私は小さく息を整えてから背筋をしっかりと伸ばして尋ねた。
「私は、ルーダ王国で色々あり、顔に傷もあります。本当に、私でいいのでしょうか」
事前にルーダ王国であった一件については手紙にて知らせてあるとレイス様からは聞いている。
昨日レイス様は国王陛下に二人で謁見したとのことだったのでその時に補足の説明もされているはずだ。

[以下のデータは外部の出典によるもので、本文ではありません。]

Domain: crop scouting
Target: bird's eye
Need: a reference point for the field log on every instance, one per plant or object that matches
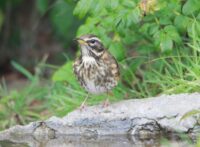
(92, 41)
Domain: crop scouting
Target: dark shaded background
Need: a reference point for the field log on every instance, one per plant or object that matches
(31, 29)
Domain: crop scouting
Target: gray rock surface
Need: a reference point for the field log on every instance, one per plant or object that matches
(141, 118)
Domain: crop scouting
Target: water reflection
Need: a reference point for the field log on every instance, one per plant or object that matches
(84, 141)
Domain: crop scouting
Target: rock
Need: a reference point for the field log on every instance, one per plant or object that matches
(140, 118)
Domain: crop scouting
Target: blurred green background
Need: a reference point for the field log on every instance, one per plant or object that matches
(156, 43)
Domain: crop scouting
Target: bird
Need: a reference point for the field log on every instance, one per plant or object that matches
(96, 68)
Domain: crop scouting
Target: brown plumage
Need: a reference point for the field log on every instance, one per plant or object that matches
(96, 69)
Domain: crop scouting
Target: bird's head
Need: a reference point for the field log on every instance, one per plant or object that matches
(90, 45)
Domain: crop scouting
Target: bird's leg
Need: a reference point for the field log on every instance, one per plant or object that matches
(106, 102)
(83, 103)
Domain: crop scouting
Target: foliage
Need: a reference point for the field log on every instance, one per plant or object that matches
(25, 105)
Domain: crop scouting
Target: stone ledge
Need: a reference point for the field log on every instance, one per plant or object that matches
(142, 118)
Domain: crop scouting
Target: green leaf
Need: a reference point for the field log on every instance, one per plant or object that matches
(42, 6)
(172, 33)
(191, 6)
(117, 50)
(82, 8)
(182, 22)
(166, 42)
(22, 70)
(65, 73)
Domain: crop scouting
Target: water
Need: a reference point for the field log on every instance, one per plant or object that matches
(84, 141)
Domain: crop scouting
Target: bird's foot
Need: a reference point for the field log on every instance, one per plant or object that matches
(82, 107)
(106, 103)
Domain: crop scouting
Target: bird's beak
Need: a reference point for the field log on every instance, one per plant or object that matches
(80, 41)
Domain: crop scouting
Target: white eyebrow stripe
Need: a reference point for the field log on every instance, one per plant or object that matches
(95, 38)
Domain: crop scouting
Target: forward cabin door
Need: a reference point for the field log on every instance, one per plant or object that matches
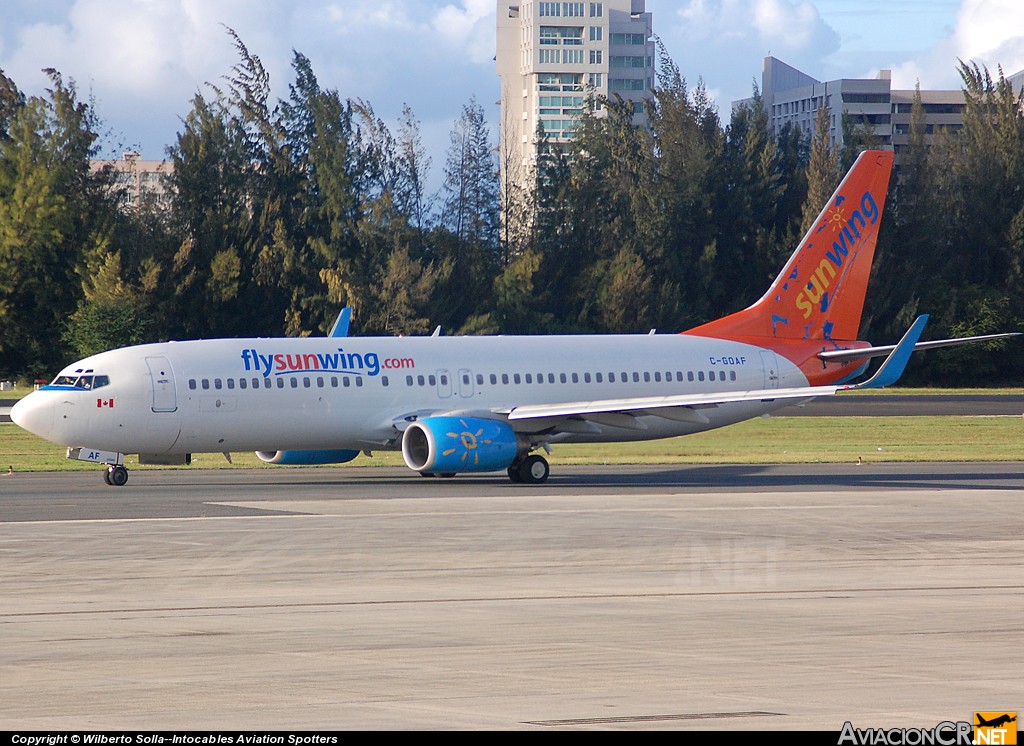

だからこそ、ご家族は私に何があったかは知っているだろう。
知っていてどうしてこんなにも歓迎してくれるのだろうか。
その理由を、ちゃんと面と向き合って確かめておきたかったのだ。
すると、国王陛下が口を開いた。
「全てを知った上で、私たちはミラ嬢をレイスの婚約者として歓迎している。顔の傷は……痛かっただろうな……私たちは気にしないが、神官に頼めば治療も出来るだろう」
アグネスお母様も口を開いた。
「私たちはちゃんと家族で話をして貴方を家族に迎え入れるつもりよ。何も心配しないで」
それにお姉様達やお兄様達も同意する。
けれど私にはやはり、納得が出来ないのだ。
「何故なのでしょうか。アレクリード王国の王家へ、私のような訳ありで傷のある娘は歓迎されるわけがないと、そう、思うのです」
レイス様のご両親であるから、優しい方々なのだろう。
だからこそ、無理して受け入れてくれているのではないだろうか。
すると、皆が首を横に振る。
「ミラ嬢。ルーダ王国で博雅姫と名高かった君のことは我が国にもその名は轟いていたのだ。我が息子が連れ帰ると聞いた時にはよくやったと思ったくらいだ」
「そうよ。それに私は恋愛事に興味のなかったレイスが連れて来た貴方を歓迎するのは当り前よ。私はね、息子の見る目を信じているの」
お姉様達もそろってうなずきながら言う。
「私はそれに、ただ単に可愛い妹が欲しかったと言うのもあるわ」
「私もー! カルメラお姉様に同意だわ。顔の傷は関係ないわ。それで何か言う人がいたら私達のところにいらっしゃいな。おほほほほ。目に物見せてあげるわ」
それにお兄様達が怖い怖いというように顔を少し引き攣らせつつ口を開く。
「ミラ嬢、聖女という地位は我が国では公爵家と相違ない位置だ。だからこそ地位などで心配しているのであれば問題はない」
「そうそう。それにそもそもね、レイスは頑固で真面目で決めたことは曲げない」
同意するように皆がうなずく。
「そうだな」
「「「「そうそう」」」」
私は、レイス様のご家族を真っすぐに見つめた。
「……私で、いいのでしょうか」
「「「「「「もちろん」」」」」」
笑顔で受け入れてもらえて、私はほっとして、肩の力が抜ける。
自分で思っていた以上に緊張をしていたようだ。
「ありがとう、ございます」
「さぁさぁ、ミラ。顔を上げて、これからは家族でしょう」
アグネスお母様の声は優しい。
家族……。私は顔をあげて皆様を見て、それから少し泣きそうになった。
私に、こんな素敵な家族が出来るのか。
「はい。ありがとうございます」
瞳に涙が浮かぶけれど、私はそれをこぼさないように堪え、そして笑顔を向けた。
「はい。お父様、お母様、お兄様、お姉様、どぞよろしくお願いいたします」
そう告げると、皆が嬉しそうに優しく微笑む。
レイス様の家族はなんて温かいのだろう。
家族となる人達の温かさを感じ、私は胸の中がいっぱいになったのであった。